Personal information
- Full name: Brian Maurice Brain
- Born: 13 September 1940 Worcester, England
- Died: 1 November 2023 (aged 83)
- Batting: Right-handed
- Bowling: Right-arm fast-medium

Career statistics
| Competition | First-class | List A |
| Matches | 259 | 204 |
| Runs scored | 1,704 | 497 |
| Batting average | 8.39 | 8.28 |
| 100s/50s | 0/1 | 0/0 |
| Top score | 57 | 33 |
| Balls bowled | 41,028 | 9,776 |
| Wickets | 824 | 290 |
| Bowling average | 24.50 | 20.14 |
| 5 wickets in innings | 33 | 0 |
| 10 wickets in match | 6 | 0 |
| Best bowling | 8/55 | 4/13 |
| Catches/stumpings | 50/– | 36/– |
- Source: Cricinfo, 14 April 2023

= Brian Brain =

English cricketer (1940–2023)

Brian Maurice Brain (13 September 1940 – 1 November 2023) was an English first-class cricketer whose career with Worcestershire and Gloucestershire stretched over more than two decades. He was capped by Worcestershire in 1966 and by Gloucestershire in 1977.

==Biography==
Brain was born on 13 September 1940 in Worcester, England, and was educated at the city's King's School.

After turning in some good performances in the Worcestershire second team, Brain was selected to make his first-class debut against Oxford University in late June 1959. He took five wickets in the match (his first being that of Oxford captain Alan Smith), but played only one further first-class game that season, against Somerset in the County Championship. He took 4–53 in the first innings, but was not to make another first-team appearance for almost five years.

After some more eye-catching figures in the second team (7–29 against Nottinghamshire II; 8–79 against Kent II) in 1964, Brain finally played first-class cricket again, facing Cambridge University at Halesowen. He took only one wicket, but was retained for the Championship game which followed (coincidentally this was also against Somerset), and in this match he excelled, taking 6–93 and 4–73 as Worcestershire won by 122 runs. Although he dropped out of the side thereafter, he returned as a regular from mid-August to the end of the season, finishing with 31 wickets at 24.19 as Worcestershire won their first ever County Championship.

In the 1965 season Brain appeared 12 times, finishing with 44 total wickets. For most of the rest of the 1960s, he continued to play a dozen games a season or slightly more, as well as a handful of one-day matches, and to pick up around 40 wickets a year. In 1969, however, he played 19 times in first-class cricket and snared 73 wickets, however, the following year he left the county but continued to play one-day cricket for them.

The 1973 season saw Brain make his return to first-class duties, taking 84 wickets that year, winning his third Championship medal in 1974. For the 1976 season, he moved to Gloucestershire, starting relatively slowly with 41 first-class wickets in that first year.
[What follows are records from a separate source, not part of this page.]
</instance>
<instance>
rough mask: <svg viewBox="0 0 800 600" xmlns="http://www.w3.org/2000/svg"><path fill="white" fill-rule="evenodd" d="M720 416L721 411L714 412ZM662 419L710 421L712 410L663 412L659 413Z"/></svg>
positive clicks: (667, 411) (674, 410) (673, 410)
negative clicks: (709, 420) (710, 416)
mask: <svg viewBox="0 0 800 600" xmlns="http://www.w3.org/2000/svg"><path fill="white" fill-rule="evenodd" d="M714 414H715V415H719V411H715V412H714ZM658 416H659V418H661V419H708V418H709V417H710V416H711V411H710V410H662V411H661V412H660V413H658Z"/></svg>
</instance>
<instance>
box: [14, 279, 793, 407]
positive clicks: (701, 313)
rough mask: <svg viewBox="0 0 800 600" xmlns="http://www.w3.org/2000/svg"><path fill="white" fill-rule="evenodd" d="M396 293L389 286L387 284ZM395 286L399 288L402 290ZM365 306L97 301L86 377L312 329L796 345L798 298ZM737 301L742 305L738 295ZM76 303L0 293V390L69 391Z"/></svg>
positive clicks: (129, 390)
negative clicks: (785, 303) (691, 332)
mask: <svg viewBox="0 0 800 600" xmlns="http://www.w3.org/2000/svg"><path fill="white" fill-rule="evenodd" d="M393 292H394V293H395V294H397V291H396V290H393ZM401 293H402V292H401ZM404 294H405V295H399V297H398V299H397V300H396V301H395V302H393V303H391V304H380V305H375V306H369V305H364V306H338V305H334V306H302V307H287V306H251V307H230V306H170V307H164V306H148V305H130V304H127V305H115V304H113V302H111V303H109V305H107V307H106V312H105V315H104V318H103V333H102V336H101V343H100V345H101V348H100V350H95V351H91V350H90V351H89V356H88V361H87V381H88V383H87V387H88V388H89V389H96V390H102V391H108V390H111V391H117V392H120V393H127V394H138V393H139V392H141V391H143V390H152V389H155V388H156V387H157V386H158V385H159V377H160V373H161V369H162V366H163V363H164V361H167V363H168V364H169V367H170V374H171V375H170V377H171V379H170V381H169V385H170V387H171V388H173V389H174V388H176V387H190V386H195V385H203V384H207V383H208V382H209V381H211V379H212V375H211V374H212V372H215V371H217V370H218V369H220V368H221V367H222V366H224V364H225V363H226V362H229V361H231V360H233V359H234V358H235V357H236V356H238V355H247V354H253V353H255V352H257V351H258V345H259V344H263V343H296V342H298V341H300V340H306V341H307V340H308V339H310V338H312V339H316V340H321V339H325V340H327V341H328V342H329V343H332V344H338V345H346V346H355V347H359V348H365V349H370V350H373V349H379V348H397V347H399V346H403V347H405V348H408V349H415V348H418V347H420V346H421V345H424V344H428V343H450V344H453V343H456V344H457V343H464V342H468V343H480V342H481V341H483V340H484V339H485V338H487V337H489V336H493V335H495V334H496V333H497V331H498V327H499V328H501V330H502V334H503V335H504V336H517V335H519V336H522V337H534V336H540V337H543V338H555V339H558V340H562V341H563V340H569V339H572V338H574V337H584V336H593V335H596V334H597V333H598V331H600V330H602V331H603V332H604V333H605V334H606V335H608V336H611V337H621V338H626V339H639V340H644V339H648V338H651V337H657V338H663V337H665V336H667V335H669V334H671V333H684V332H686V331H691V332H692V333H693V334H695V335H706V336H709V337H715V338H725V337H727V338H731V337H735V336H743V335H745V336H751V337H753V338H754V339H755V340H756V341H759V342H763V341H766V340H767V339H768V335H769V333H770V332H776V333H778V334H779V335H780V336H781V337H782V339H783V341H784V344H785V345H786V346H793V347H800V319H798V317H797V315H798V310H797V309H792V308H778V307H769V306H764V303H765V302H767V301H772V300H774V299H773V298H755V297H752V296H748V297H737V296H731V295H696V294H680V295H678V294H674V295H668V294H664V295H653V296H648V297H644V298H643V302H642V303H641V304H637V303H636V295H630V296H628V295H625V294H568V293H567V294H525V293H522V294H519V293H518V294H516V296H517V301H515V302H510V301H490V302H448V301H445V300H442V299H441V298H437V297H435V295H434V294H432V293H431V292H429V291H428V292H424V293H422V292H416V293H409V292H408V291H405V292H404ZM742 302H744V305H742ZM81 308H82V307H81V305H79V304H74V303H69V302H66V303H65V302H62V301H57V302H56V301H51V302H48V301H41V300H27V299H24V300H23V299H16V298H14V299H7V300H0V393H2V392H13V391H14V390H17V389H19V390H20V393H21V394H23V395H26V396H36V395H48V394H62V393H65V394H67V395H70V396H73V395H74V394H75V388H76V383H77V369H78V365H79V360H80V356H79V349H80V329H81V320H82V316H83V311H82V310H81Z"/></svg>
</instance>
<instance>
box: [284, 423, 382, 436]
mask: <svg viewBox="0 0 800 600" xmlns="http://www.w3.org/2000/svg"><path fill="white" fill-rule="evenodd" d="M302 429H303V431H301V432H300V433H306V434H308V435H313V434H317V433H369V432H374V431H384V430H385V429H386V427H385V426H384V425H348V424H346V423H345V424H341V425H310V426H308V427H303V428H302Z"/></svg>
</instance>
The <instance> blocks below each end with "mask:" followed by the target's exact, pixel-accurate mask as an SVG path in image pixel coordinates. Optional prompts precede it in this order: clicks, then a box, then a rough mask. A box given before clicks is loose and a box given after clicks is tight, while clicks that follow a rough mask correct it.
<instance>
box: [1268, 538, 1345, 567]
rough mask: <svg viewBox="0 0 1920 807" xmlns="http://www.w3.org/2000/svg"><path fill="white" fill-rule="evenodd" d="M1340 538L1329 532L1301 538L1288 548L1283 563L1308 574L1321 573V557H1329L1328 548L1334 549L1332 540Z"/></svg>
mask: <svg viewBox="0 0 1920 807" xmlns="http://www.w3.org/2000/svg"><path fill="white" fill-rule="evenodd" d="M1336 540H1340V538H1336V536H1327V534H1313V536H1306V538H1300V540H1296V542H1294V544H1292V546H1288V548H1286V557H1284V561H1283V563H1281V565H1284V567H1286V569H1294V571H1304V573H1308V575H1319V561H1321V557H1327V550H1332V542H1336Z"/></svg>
Then in 1977 he claimed 77 wickets, managing his best bowling for his new county when he recorded 7–51 against the touring Australians in May. Now approaching forty years old, Brain's form began to tail off, and after leaving Gloucestershire in 1981, he spent a season at Shropshire, and retired at the end of the summer.

Brain died on 1 November 2023, aged 83. His funeral was held in Worcester.